THE Thai automobile industry had a fruitful year in 2017, with sales rebounding as a large number of new models helped raise demand in every segment.
While one-tonne pickup trucks and eco cars make up the majority of the auto market (as the country is also the global production base for these vehicles), a new trend is building up in terms of digitisation and electric vehicle (EV) technology.
Last year, the government has made clear its intention to promote the production and use of EVs in Thailand, which could, in the future, turn the country into a production base for such vehicles.
Nissan will be the first major auto maker to launch an EV model in Thailand later this year. The second-generation Nissan LEAF will be imported from Japan and hit the local showrooms with price tags of over Bt1 million. Aimed at modern families needing a second vehicle for city driving, the LEAF is expected to start a new trend among city dwellers.
While operating range is the common weakness of EVs, Nissan claims the LEAF has a range of 400 kilometres (Japanese JC08 cycle), up 40 per cent from the first-generation model, which won over 280,000 customers worldwide.
The Japanese version of the new LEAF also comes with autonomous highway driving as well as parking – it is still unconfirmed whether the Thai-bound models will be equipped with these functions.
Infotainment systems offered with automobiles are also being upgraded across the market, and now come with Bluetooth and facilities for hands-free phone calls as well as voice control technology.
While these functions are usually offered in luxury cars, more affordable brands in the lower market segments have been offering them in their products to increase attractiveness.
The new Mazda CX-5, for example, features the latest MZD Connect infotainment system that allows users to connect to the Internet and social media. Apart from a Bluetooth connection, there’s also a built-in navigation system plus BOSE sound system.

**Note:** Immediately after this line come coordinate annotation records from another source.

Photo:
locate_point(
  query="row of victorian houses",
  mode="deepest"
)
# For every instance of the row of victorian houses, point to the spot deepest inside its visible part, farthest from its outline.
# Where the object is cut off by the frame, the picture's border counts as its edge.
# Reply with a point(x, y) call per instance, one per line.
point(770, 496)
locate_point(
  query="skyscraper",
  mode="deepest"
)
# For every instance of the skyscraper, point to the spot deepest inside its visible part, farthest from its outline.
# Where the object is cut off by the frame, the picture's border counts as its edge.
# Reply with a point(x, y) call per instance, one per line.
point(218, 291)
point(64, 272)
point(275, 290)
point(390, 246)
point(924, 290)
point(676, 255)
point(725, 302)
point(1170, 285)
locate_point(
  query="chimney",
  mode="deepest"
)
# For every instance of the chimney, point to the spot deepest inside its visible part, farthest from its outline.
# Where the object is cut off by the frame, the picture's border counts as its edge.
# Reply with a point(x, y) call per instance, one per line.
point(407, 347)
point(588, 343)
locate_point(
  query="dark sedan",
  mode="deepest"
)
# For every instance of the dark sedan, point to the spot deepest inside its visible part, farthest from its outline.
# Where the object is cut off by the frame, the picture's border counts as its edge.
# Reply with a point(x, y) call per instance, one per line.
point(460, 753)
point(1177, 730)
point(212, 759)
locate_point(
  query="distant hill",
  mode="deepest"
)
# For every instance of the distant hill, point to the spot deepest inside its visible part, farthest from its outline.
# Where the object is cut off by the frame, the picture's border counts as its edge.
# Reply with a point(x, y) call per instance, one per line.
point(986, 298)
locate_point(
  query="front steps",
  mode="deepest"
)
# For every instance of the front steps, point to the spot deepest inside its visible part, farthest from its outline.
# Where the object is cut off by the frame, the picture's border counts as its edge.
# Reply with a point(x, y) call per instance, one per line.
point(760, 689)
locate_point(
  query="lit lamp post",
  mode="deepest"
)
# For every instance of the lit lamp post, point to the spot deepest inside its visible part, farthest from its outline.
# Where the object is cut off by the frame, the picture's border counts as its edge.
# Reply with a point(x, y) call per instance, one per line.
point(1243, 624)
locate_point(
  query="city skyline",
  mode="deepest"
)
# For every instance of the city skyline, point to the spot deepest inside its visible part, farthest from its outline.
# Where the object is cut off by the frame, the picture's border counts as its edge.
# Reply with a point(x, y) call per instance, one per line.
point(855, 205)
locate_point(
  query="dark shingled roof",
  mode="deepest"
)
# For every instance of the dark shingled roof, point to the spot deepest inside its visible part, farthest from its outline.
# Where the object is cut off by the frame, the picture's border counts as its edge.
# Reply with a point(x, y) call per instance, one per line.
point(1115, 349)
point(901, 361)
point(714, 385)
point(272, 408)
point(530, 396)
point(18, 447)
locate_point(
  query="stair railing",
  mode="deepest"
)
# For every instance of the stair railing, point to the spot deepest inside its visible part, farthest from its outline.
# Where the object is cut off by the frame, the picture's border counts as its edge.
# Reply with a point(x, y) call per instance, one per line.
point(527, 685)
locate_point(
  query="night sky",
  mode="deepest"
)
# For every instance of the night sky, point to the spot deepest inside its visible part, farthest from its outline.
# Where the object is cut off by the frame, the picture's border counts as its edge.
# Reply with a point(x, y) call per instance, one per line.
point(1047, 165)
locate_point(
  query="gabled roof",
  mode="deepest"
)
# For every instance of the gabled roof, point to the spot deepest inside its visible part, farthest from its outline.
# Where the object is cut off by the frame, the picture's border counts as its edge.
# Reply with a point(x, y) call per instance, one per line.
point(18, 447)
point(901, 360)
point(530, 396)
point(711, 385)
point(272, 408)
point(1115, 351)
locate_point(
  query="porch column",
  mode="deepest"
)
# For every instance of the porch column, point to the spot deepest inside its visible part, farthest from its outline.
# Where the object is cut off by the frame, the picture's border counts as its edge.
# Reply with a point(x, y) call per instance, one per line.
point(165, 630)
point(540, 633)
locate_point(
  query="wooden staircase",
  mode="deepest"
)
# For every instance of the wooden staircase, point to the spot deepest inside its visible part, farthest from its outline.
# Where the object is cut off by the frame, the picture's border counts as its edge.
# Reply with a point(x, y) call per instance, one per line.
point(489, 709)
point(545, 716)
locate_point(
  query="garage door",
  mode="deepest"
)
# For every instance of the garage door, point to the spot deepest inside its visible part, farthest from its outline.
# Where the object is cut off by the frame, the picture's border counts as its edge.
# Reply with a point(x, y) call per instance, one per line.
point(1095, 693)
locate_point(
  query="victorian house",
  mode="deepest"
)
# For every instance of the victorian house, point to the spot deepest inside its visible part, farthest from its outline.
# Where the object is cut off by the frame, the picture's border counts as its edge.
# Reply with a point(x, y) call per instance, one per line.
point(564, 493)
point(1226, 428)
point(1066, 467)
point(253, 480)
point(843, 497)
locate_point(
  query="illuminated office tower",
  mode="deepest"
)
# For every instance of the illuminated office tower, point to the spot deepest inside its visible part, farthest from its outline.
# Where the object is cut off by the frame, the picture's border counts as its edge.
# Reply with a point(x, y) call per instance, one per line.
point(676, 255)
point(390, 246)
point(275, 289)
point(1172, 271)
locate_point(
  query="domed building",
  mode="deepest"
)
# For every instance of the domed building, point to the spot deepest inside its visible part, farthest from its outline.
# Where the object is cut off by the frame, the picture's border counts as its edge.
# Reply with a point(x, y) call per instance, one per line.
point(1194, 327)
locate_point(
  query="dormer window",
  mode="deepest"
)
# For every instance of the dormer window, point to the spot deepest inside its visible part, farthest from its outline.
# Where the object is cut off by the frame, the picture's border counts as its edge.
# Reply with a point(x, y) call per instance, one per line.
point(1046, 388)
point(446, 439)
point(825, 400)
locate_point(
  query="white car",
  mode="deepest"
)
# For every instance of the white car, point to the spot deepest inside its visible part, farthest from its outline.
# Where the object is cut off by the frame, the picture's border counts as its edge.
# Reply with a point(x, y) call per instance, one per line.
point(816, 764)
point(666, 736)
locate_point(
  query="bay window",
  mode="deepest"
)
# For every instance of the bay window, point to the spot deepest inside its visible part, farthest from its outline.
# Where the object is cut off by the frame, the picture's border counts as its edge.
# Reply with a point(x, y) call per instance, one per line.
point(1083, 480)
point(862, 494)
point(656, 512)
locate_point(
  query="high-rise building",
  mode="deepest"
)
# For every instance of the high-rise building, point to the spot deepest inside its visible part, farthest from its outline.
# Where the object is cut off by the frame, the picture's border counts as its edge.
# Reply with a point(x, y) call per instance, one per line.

Meanwhile, the MG ZS goes a few steps further with the i-SMART system. It has the world’s first Thai-language voice control system that does all sorts of things, ranging from opening/closing the panoramic sunroof, adjusting the climate control, infotainment and navigation systems. Download the app and the owner can also locate the vehicle position as well as start the engine and turn the climate control system to pre-cool the cabin prior to entry.
With more people using the Internet on a daily basis, automobile companies are also increasing their presence in the online world, with more advertisements and activities being provided on social media.
Thee Permpongpanth, senior marketing director of Mazda Sales (Thailand) Co Ltd, said that attitudes on consumerism and communication have been changing, with digital communication growing more important. However, he said traditional media like television and print media is still crucial in reaching the majority of target customers.
“Today customers are able to quickly gain more offline and online information through the integration of media consumption,” he said. “We have increased channels in our digital platforms such as www.mazda.co.th and Mazda Thailand Official Facebook, YouTube, Line and Instagram accounts. These are the hubs of Mazda information for customers and anyone interested in the Mazda brand. These channels provide all kinds of information such as vehicle details, technology, usage, dealer networks, aftersales and maintenance, parts and labour cost, including news and activities from Mazda.”